# Mouth injuries



## KBboards98 (Jul 8, 2013)

Earlier this season, I bought a new board, and headed out to Olympia Ski hill in Oconomowoc, WI. I was feeling great, the board was riding great, so I started getting a little cocky with my riding. I was riding over a jump with a propane tank in the middle, and stated hitting it faster and faster, until I hit it so fast, i landed in the flat and slammed my mouth onto my front knee. Ended up nearly biting all the way through my lip, and took the rest of the day slow. Day ended even worse when of of my binding straps magically snapped off.:icon_scratch: 

So, what do you guys think about riding with a mouth guard?:dunno: I never did, but I was thinking about doing one for the next season just to avoid that happening again.


----------



## backstop13 (Jun 27, 2012)

i wouldn't see any problems with it. 

you only get one set of real teeth.


----------



## Kevin137 (May 5, 2013)

Really...??? All the time...???

Maybe carrying it in your pocket for when you spend your time in the park hitting jumps, but not all the time...


----------



## slyder (Jan 18, 2010)

At Alpine Valley I know some guys that use mouth gaurds but only when they are doing inverted ariel moves

I agree with Kevin too. I have considered wearing one on the jumps as well, haven't but, have considered it and may still.
Then again, I'm old


----------



## koi (May 16, 2013)

don't see a problem with it. wear what you want and fuck the guys who bitch about it.


----------



## snowklinger (Aug 30, 2011)

You guys don't see a problem with it? Have you ever tried an anaerobic sport like this with a mouthguard in? It fucking sucks. I mean its no different from football, and if youre used to it...

I'm not disagreeing with anybody's intention to use it but breathing through one of those things is the pits.


----------



## SnowDragon (Apr 23, 2012)

snowklinger said:


> You guys don't see a problem with it? Have you ever tried an anaerobic sport like this with a mouthguard in? It fucking sucks. I mean its no different from football, and if youre used to it...
> 
> I'm not disagreeing with anybody's intention to use it but breathing through one of those things is the pits.


Agreed.:thumbsup:

Maybe try wearing one if those boarder cross helmets (Giro Remedy S as an example) to keep your mouth away from other body parts?:dunno:

An alternative at least to consider.


----------



## tony10 (Jun 15, 2013)

snowklinger said:


> You guys don't see a problem with it? Have you ever tried an anaerobic sport like this with a mouthguard in? It fucking sucks. I mean its no different from football, and if youre used to it...
> 
> I'm not disagreeing with anybody's intention to use it but breathing through one of those things is the pits.

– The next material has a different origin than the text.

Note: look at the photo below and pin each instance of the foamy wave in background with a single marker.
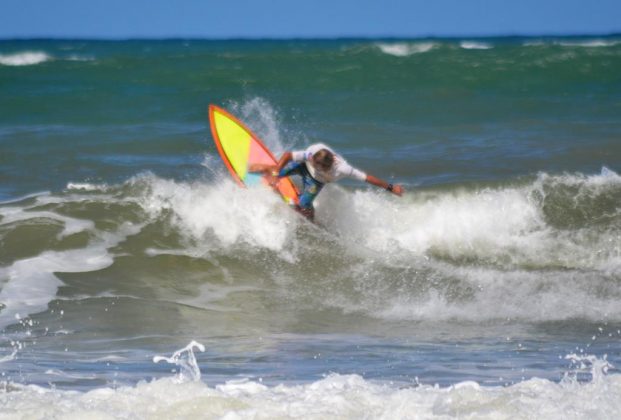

yea mouth guards suck in any sport because of this reason.
in fact when i used to wrestle in high school i would practice with a mouth piece in specifically because it gets you used to not being able to breathe as well which in turn made it easier in a real match..

however with that said i have considered using a mouth piece and probably will once i get to the point where im good enough to do backflips and such. dont worry too much about the smaller air intake part, you get used to it after a while.
losing teeth isnt really and option for me and my pearly whites 

also im sure that there are pros who use them, i mean they use them in the NBA so a sport like snowboarding is definitely gonna have people using them.


----------



## backstop13 (Jun 27, 2012)

snowklinger said:


> You guys don't see a problem with it? Have you ever tried an anaerobic sport like this with a mouthguard in? It fucking sucks. I mean its no different from football, and if youre used to it...
> 
> I'm not disagreeing with anybody's intention to use it but breathing through one of those things is the pits.

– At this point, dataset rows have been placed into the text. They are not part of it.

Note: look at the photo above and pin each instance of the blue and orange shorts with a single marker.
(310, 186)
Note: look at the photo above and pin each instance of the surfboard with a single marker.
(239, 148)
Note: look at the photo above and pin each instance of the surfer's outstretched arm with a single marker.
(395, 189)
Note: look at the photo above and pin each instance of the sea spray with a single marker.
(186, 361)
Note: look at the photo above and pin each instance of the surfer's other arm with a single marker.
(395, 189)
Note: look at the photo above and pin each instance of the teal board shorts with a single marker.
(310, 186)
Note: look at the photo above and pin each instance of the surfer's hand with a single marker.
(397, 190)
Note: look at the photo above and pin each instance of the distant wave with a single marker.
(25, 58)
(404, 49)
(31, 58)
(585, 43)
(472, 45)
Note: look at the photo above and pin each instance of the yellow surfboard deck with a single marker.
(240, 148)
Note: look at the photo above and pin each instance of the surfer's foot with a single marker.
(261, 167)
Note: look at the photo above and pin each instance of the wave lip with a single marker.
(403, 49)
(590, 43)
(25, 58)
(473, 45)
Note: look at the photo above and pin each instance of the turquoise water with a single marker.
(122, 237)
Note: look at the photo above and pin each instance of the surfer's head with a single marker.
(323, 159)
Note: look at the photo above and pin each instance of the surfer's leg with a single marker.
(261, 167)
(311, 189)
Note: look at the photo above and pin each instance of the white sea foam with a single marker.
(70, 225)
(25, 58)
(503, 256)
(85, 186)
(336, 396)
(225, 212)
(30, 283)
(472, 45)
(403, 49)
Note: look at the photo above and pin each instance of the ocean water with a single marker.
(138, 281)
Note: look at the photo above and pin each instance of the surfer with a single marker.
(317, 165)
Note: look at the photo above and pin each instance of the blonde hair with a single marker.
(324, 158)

I got used to wearing one playing football, so I guess it didn't cross my mind. 

With that said, I don't wear one, and don't plan on it at the current moment. If I was to take a bad enough spill to bite through my lip, I'd probably consider it.


----------



## cjcameron11 (Feb 5, 2011)

backstop13 said:


> I got used to wearing one playing football, so I guess it didn't cross my mind.
> 
> With that said, I don't wear one, and don't plan on it at the current moment. If I was to take a bad enough spill to bite through my lip, I'd probably consider it.

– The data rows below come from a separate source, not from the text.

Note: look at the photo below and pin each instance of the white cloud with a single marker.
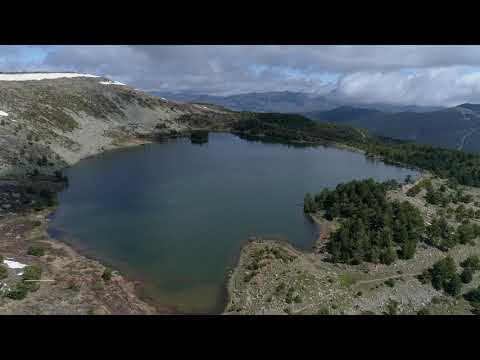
(446, 86)
(406, 74)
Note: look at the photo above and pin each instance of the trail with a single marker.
(358, 283)
(386, 278)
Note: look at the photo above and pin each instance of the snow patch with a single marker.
(112, 83)
(13, 264)
(41, 76)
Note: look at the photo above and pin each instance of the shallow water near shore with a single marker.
(175, 215)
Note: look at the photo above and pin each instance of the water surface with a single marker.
(176, 214)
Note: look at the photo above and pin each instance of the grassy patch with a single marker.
(36, 251)
(347, 279)
(3, 272)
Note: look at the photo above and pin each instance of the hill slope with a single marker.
(51, 120)
(454, 128)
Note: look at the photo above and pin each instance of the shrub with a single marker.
(390, 282)
(3, 272)
(424, 311)
(472, 262)
(36, 251)
(473, 296)
(19, 292)
(107, 274)
(30, 275)
(444, 277)
(466, 275)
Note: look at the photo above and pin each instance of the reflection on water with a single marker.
(176, 214)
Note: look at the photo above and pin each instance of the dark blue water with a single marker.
(176, 214)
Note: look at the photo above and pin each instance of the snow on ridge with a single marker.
(40, 76)
(112, 83)
(13, 264)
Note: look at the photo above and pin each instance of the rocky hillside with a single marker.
(51, 120)
(455, 128)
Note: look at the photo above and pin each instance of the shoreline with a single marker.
(136, 285)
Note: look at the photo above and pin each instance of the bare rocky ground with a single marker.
(274, 278)
(70, 283)
(51, 124)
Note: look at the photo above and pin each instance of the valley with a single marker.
(290, 281)
(47, 126)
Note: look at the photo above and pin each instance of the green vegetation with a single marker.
(467, 275)
(199, 137)
(443, 276)
(294, 128)
(372, 228)
(28, 283)
(443, 236)
(107, 274)
(390, 283)
(473, 296)
(472, 262)
(30, 276)
(19, 292)
(392, 307)
(36, 251)
(3, 272)
(461, 167)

Yeah i agree, i used to wear one so i never had a problem breathing through one, i think if you're going to use one you will get used to it quick and wont think about it when its in.


----------



## Cr0_Reps_Smit (Jun 27, 2009)

I actually saw a lot of kids who shred around summit county wearing mouth guards this past season. most of them were younger or early 20s but they all shred pretty hard.


----------



## Argo (Feb 25, 2010)

Alot of the competitive riders around vail wear them too. My son has a couple and wears them when he is practicing harder tricks or competing.


----------



## KBboards98 (Jul 8, 2013)

Yeah, I would only wear it in park when i know there's the chance of possibly causing any damage.


----------



## Epic (Apr 13, 2013)

If it doesn't annoy you and you like your real teeth, why not?


----------